As amazing as this is, there is one catch: the VA Funding Fee itself. Since the VA insures home loans, the approved lenders are insured against loss should a borrower default on their loan. This program is not self-sustaining so individual participants pay a funding fee to contribute to it in another way.
To some borrowers, this funding fee can come as a surprise, and it can be substantial. Its purpose is to help defray the costs of VA guaranteed loans since borrowers are not required to pay Property Mortgage Insurance. The funding fee is a one-time fee that is paid directly to the Department of Veterans Affairs, and every time a borrower completes a VA loan transaction or Refinance, they have to pay this fee.
The sum of the funding fee is based on the type of service the borrower completed, how much the borrower has to put down, and if the borrower has ever had a VA backed loan. Repeated loans and use of this program is called “Subsequent Use.”

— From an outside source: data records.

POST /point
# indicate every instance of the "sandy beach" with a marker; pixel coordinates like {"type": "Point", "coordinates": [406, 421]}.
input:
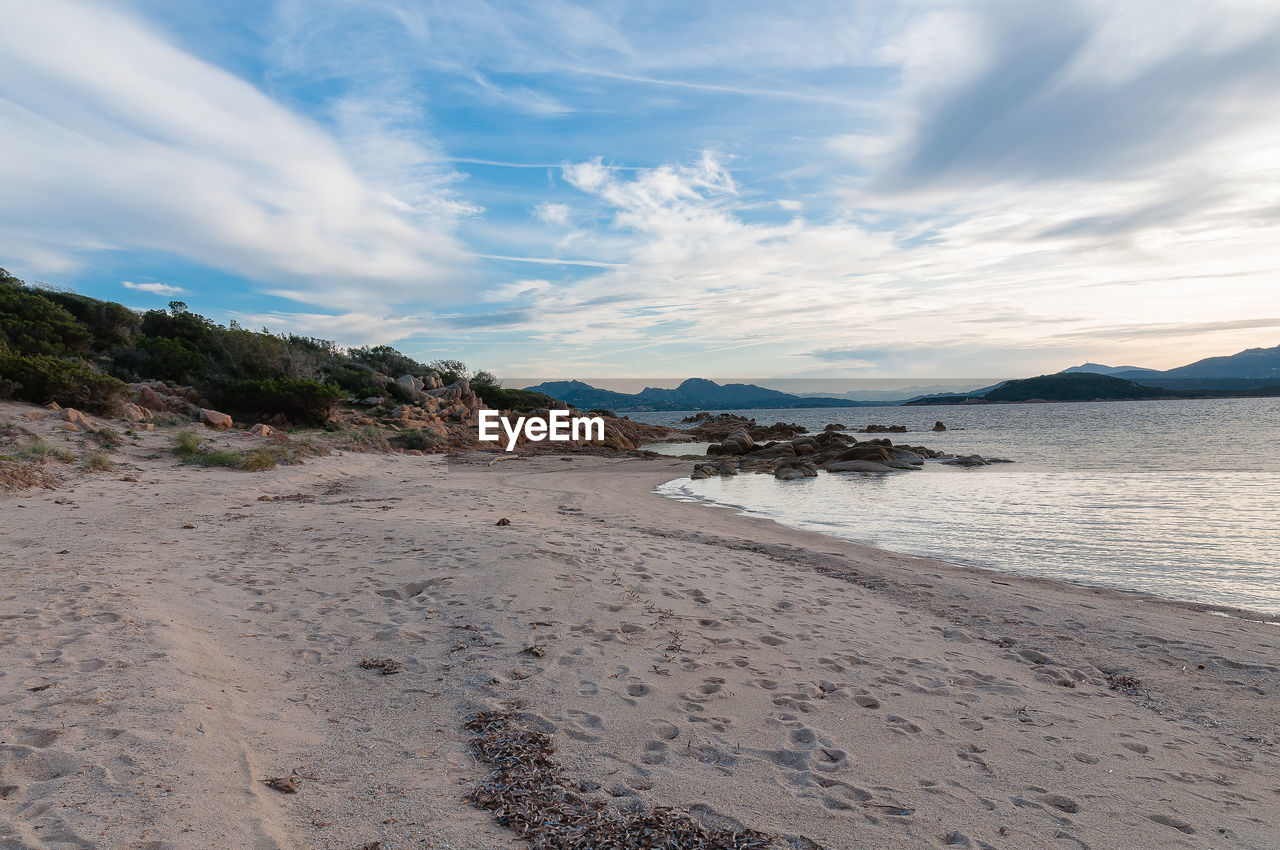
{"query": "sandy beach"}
{"type": "Point", "coordinates": [172, 641]}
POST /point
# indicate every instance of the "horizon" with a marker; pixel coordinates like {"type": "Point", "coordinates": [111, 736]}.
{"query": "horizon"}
{"type": "Point", "coordinates": [868, 193]}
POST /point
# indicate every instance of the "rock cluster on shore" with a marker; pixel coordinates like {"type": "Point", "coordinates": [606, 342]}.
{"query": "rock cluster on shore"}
{"type": "Point", "coordinates": [830, 449]}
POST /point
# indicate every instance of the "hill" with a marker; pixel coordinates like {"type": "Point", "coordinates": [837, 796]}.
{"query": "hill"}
{"type": "Point", "coordinates": [1248, 369]}
{"type": "Point", "coordinates": [1084, 387]}
{"type": "Point", "coordinates": [695, 393]}
{"type": "Point", "coordinates": [77, 351]}
{"type": "Point", "coordinates": [1098, 369]}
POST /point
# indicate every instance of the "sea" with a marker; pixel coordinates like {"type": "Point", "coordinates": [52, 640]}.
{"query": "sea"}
{"type": "Point", "coordinates": [1175, 498]}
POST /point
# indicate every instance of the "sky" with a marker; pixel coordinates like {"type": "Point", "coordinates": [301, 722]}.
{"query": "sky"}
{"type": "Point", "coordinates": [810, 190]}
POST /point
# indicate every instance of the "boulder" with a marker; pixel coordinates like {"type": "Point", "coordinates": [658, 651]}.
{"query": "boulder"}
{"type": "Point", "coordinates": [135, 412]}
{"type": "Point", "coordinates": [263, 429]}
{"type": "Point", "coordinates": [215, 420]}
{"type": "Point", "coordinates": [411, 383]}
{"type": "Point", "coordinates": [72, 415]}
{"type": "Point", "coordinates": [736, 443]}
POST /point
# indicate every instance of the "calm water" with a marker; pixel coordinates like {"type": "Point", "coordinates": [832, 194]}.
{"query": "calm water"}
{"type": "Point", "coordinates": [1174, 498]}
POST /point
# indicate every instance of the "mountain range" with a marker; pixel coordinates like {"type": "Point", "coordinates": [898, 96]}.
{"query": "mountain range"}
{"type": "Point", "coordinates": [1240, 373]}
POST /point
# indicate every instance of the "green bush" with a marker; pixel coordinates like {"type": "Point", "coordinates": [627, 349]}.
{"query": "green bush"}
{"type": "Point", "coordinates": [42, 379]}
{"type": "Point", "coordinates": [503, 398]}
{"type": "Point", "coordinates": [32, 324]}
{"type": "Point", "coordinates": [302, 400]}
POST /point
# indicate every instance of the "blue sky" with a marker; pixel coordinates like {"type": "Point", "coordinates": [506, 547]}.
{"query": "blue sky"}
{"type": "Point", "coordinates": [846, 190]}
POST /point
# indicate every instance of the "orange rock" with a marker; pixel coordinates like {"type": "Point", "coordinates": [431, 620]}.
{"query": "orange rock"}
{"type": "Point", "coordinates": [215, 420]}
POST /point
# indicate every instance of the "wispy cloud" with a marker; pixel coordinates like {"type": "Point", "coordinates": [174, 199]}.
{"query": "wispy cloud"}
{"type": "Point", "coordinates": [154, 288]}
{"type": "Point", "coordinates": [168, 152]}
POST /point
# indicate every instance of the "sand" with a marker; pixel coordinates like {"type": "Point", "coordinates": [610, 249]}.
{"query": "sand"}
{"type": "Point", "coordinates": [170, 643]}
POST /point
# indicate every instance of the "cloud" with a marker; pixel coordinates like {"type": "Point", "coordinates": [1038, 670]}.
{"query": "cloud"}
{"type": "Point", "coordinates": [548, 213]}
{"type": "Point", "coordinates": [117, 140]}
{"type": "Point", "coordinates": [154, 288]}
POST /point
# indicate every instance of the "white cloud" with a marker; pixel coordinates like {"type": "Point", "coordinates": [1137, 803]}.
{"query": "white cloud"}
{"type": "Point", "coordinates": [115, 138]}
{"type": "Point", "coordinates": [557, 214]}
{"type": "Point", "coordinates": [154, 288]}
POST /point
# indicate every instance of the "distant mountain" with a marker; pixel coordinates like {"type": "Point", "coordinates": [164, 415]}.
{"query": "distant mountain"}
{"type": "Point", "coordinates": [695, 393]}
{"type": "Point", "coordinates": [1086, 387]}
{"type": "Point", "coordinates": [1248, 369]}
{"type": "Point", "coordinates": [1252, 364]}
{"type": "Point", "coordinates": [1098, 369]}
{"type": "Point", "coordinates": [900, 394]}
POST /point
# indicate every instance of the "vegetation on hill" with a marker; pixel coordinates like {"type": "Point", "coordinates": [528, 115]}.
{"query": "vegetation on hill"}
{"type": "Point", "coordinates": [1072, 387]}
{"type": "Point", "coordinates": [81, 352]}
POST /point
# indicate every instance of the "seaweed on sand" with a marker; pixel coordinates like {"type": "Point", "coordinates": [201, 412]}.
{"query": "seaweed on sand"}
{"type": "Point", "coordinates": [528, 793]}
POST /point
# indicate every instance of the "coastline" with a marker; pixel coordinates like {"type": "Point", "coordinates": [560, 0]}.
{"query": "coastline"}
{"type": "Point", "coordinates": [755, 673]}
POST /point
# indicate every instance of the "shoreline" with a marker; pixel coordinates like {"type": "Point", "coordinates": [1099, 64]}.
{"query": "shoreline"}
{"type": "Point", "coordinates": [176, 640]}
{"type": "Point", "coordinates": [746, 512]}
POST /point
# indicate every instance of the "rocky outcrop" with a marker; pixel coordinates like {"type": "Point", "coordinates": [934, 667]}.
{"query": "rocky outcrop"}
{"type": "Point", "coordinates": [830, 451]}
{"type": "Point", "coordinates": [73, 420]}
{"type": "Point", "coordinates": [263, 429]}
{"type": "Point", "coordinates": [737, 442]}
{"type": "Point", "coordinates": [215, 420]}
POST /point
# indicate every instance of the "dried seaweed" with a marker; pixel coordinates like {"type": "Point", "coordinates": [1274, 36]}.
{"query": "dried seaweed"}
{"type": "Point", "coordinates": [529, 794]}
{"type": "Point", "coordinates": [384, 666]}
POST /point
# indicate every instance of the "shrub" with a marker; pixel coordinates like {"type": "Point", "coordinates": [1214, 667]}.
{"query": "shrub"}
{"type": "Point", "coordinates": [503, 398]}
{"type": "Point", "coordinates": [259, 460]}
{"type": "Point", "coordinates": [302, 400]}
{"type": "Point", "coordinates": [186, 444]}
{"type": "Point", "coordinates": [99, 464]}
{"type": "Point", "coordinates": [32, 324]}
{"type": "Point", "coordinates": [36, 449]}
{"type": "Point", "coordinates": [42, 379]}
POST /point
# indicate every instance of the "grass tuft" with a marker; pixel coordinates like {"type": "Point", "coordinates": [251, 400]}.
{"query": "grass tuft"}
{"type": "Point", "coordinates": [186, 444]}
{"type": "Point", "coordinates": [99, 464]}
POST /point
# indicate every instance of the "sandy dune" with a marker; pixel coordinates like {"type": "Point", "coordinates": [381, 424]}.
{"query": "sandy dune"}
{"type": "Point", "coordinates": [152, 673]}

|Type of Veteran||Down Payment||Percentage for First-time Use||Percentage for Subsequent Use|
|Regular Military||0% to 4.9%||2.15%||3.3%|
|5% to 9.9%||1.50%||1.50%|
|10% or more||1.25%||1.25%|
|Reserves/National Guard||0 to 4.9%||2.4%||3.3%|
|5 to 9.9%||1.75%||1.75%|
|10% or more||1.5%||1.5%|
Fortunately, even though this fee is due upfront, the VA Funding Fee can be rolled into the total amount of a home loan. Also, it’s important to note that some disabled veterans who’ve been injured while in service are entitled to have this fee waived.